Concolic execution allows the program under analysis to run to completion (without getting lost in the state space) while exploring additional paths along the main concrete path. On each branch that depends on a symbolic value, the engine follows in priority the one that would have been followed had the program been executed with concrete values. When the first path that corresponds to the initial concrete values terminates, the engine will pick another path, recompute a new set of concrete values, and proceed similarly until this second path terminates. Of course, custom path selection plugins can optimize the selection for different needs (high code coverage, bug finding, etc.).

Executing Programs in Concolic Mode

Using custom instructions

The s2e_make_concolic custom instruction injects symbolic values while keeping the original concrete values. It is used in the same way as s2e_make_symbolic. It reads the original concrete values from memory, stores them in an internal cache, and overwrites the memory with symbolic values.

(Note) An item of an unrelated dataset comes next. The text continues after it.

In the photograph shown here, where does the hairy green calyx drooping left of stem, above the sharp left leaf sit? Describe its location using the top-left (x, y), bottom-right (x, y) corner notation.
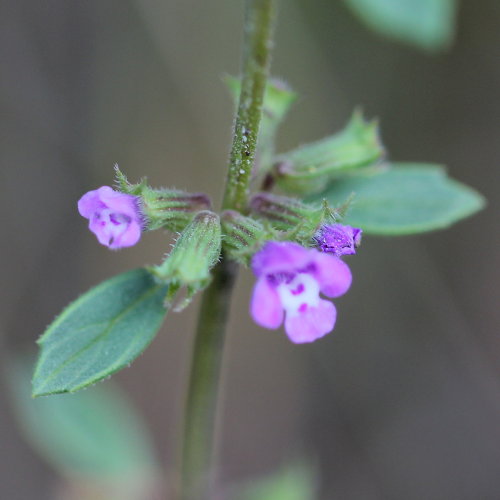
top-left (150, 210), bottom-right (221, 309)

The cache maps the symbolic values to the actual concrete values and allows the substitution of symbolic inputs with the concrete ones during expression evaluation (e.g., at fork points).

Using the s2e.so plugin

The s2e.so library enables symbolic execution without modifying the program’s source code. This library also supports concolic execution with the --concolic switch, that can be added right before the concrete program arguments. The following example invokes the tr Unix utility via the tr ab ab ab command. The library automatically assigns symbolic arguments to all arguments while keeping the concrete ab values.

LD_PRELOAD=/home/s2e/s2e.so tr --concolic ab ab ab

FAQ

  • Can I use s2e_make_symbolic in concolic mode?

    Yes. S2E will automatically assign default concrete values satisfying the path constraints during concolic execution.

  • I have cryptographic routines in my code. Can concolic execution get through them?

    Probably not. Concolic execution will use the initial concrete values to get through cryptographic routines without getting lost in the large state space. However, it is very likely to get stuck in the constraint solver when checking the feasibility of a a branch condition (and computing new sets of concrete inputs).

  • I implemented custom plugins to aggressively prune paths because symbolic execution was getting stuck. Are these plugins still useful?

    Yes, reducing state space by discarding uninteresting paths is always useful. Concolic execution does not solve the path explosion problem by itself. It merely helps getting to deep parts of the program faster.